Two Hands boasts some wonderful scenes set in Sydney’s now almost completely gentrified former vice area of Kings Cross.

Chopper (2000)

Director: Andrew Dominik

Chopper (2000)

Andrew Dominik’s biopic of career criminal Mark ‘Chopper’ Read is another excellent directorial debut. The film’s tagline, “Never let the truth get in the way of a good yarn”, was the modus operandi of the former gangster, a tabloid newspaper commentator and author of bestselling exposés of questionable accuracy about Melbourne’s criminal underworld.

Beginning with his 16-year prison stretch for kidnapping, the story shifts to Read’s release and half-hearted effort to put his life together and reconcile with his girlfriend, while settling old scores, then back to prison, where he writes his first bestseller. Eric Bana plays Chopper with scene-stealing zest, bouncing off an excellent supporting cast. Dominik injects the story with an unpredictable, at times almost surreal feel and bursts of violence that veer between horrific and almost comedic. Chopper is a wonderful tale of low-life lawlessness and a sharp comment on the Australian public’s fascination with real-life gangsters.

Animal Kingdom (2010)

Director: David Michôd

Animal Kingdom (2010)

After the death of his junkie mother, 17-year-old Josh (James Frecheville) goes to live with his grandmother Janine ‘Smurf’ Cody (Jacki Weaver) and her brood of four criminal sons, who are locked in a battle with the hardened police armed robbery squad. Uncle Baz (Joel Edgerton) is the only one smart enough to see the family’s criminal days are numbered. His death is the signal for all hell to break loose.

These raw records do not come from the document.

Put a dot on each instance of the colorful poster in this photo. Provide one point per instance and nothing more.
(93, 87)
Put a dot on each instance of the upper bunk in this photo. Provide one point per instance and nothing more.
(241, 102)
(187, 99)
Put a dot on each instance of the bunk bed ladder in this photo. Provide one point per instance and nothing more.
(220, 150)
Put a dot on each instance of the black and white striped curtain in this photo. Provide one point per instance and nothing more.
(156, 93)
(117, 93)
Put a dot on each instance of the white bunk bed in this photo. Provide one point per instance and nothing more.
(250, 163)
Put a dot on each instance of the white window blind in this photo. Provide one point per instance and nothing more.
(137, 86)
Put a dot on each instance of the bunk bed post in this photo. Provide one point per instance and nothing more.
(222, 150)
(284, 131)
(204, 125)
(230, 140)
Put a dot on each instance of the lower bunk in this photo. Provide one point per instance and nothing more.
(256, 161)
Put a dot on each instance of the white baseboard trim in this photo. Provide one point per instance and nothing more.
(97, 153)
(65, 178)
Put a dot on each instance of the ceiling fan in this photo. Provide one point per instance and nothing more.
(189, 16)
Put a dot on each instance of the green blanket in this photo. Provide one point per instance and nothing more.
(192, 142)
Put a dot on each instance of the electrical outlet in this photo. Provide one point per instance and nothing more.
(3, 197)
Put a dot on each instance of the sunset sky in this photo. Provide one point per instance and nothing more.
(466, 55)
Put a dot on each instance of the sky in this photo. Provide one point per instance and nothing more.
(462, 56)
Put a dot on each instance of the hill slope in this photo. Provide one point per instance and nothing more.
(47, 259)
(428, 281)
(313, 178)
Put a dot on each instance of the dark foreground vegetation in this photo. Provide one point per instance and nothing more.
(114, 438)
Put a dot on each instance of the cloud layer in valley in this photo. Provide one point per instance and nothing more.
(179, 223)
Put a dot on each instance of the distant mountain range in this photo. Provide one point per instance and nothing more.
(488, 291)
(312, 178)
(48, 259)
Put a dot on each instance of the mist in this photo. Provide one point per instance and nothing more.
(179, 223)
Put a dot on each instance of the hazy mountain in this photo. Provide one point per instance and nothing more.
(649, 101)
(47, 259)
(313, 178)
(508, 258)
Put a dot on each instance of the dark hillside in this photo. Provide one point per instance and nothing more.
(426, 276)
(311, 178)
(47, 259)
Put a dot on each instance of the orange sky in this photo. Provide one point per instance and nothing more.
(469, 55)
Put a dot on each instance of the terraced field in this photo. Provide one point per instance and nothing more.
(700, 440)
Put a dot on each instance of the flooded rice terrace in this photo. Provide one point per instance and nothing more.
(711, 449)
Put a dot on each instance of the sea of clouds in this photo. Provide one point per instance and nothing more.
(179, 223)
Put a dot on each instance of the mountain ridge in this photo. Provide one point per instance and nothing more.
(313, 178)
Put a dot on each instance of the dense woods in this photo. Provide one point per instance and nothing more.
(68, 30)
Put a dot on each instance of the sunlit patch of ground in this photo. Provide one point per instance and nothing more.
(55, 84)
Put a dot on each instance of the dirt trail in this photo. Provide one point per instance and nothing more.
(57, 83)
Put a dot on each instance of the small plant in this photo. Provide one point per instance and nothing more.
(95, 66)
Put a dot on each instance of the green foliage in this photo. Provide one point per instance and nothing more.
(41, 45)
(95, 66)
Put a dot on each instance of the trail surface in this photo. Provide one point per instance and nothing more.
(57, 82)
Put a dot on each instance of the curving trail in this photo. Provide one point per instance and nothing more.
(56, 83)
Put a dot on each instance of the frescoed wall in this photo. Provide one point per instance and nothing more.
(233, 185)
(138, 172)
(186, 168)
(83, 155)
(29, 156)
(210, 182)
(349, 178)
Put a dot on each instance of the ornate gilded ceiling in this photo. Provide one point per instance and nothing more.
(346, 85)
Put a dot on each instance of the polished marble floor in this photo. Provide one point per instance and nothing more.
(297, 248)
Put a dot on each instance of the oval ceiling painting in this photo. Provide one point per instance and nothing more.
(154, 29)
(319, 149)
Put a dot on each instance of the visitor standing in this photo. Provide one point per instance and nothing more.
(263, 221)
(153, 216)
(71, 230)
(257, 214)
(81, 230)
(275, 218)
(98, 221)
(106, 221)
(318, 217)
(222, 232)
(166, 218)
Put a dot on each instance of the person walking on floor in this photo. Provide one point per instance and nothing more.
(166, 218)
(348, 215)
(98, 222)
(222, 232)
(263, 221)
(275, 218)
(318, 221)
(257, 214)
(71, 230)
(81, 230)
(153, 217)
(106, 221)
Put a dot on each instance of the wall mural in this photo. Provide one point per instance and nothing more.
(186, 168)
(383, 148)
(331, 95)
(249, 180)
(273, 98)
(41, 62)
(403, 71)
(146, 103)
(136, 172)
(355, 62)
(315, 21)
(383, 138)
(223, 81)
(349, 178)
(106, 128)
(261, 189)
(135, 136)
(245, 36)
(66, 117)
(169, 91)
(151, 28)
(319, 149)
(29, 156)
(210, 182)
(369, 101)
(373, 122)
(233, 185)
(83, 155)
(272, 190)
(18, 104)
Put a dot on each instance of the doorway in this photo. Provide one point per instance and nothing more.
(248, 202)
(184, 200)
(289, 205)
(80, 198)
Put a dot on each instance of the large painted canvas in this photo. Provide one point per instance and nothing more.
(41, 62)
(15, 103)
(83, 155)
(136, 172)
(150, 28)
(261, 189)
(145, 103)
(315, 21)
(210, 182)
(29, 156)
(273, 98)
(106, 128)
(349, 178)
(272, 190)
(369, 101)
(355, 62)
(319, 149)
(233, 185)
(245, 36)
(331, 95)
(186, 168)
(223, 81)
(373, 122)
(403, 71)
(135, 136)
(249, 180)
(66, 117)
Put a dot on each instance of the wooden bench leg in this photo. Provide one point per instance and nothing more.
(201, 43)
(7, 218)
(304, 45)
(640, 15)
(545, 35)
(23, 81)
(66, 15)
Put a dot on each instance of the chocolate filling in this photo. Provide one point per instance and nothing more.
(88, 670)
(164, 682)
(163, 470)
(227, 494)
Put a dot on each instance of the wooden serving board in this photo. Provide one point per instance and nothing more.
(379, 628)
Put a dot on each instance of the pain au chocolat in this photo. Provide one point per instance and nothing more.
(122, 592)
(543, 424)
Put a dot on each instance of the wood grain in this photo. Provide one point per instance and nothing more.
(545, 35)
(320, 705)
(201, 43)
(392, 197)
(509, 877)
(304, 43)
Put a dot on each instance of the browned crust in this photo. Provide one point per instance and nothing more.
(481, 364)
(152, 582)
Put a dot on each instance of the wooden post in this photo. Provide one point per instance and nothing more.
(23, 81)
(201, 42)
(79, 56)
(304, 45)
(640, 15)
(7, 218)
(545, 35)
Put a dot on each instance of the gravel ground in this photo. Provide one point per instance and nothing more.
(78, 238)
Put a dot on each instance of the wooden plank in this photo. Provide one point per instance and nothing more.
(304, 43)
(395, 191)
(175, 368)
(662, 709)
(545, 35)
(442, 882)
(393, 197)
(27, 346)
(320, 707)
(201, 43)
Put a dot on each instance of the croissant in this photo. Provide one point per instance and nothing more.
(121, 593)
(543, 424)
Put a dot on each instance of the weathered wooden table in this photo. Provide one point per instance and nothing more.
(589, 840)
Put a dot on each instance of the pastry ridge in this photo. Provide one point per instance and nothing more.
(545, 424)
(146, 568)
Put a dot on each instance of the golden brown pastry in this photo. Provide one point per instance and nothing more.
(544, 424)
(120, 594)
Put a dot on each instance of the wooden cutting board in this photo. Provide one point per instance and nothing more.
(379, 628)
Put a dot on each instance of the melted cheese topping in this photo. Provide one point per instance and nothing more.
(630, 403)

Writer and director David Michod allows Animal Kingdom’s plot to unfold with little context, creating a sense of fear and disorientation. In what was only his second role, Frecheville is the weak link, but his lack of dramatic ability is more than balanced out by the other performances, including Weaver’s chilling turn as the scheming matriarch who will do anything to hold her family together. One of several large and small screen productions based on a notorious Melbourne crime family, the Pettingills.

Mystery Road (2013)

Director: Ivan Sen

Mystery Road (2013)

The first of Ivan Sen’s films to feature Aaron Pedersen as Jay Swan, Mystery Road sees the Aboriginal detective investigate the murder of a young Indigenous woman in a small town in the Queensland outback. Swan soon links the crime to the fatality of another young Aboriginal woman, local criminal interests involved in drugs and prostitution, and a possible connection much closer to his own life.

Mystery Road is a solid rural noir, but what makes it particularly significant is Sen’s examination of the dark side of outback Australia, and, more importantly, the pressures on Swan as a black man working in a white police force, in a fragmented Indigenous culture. As in its sequel, Goldstone, Sen is not afraid to take risks, the biggest one being his use of genre cinema to engage white Australian audiences in a dialogue about racism.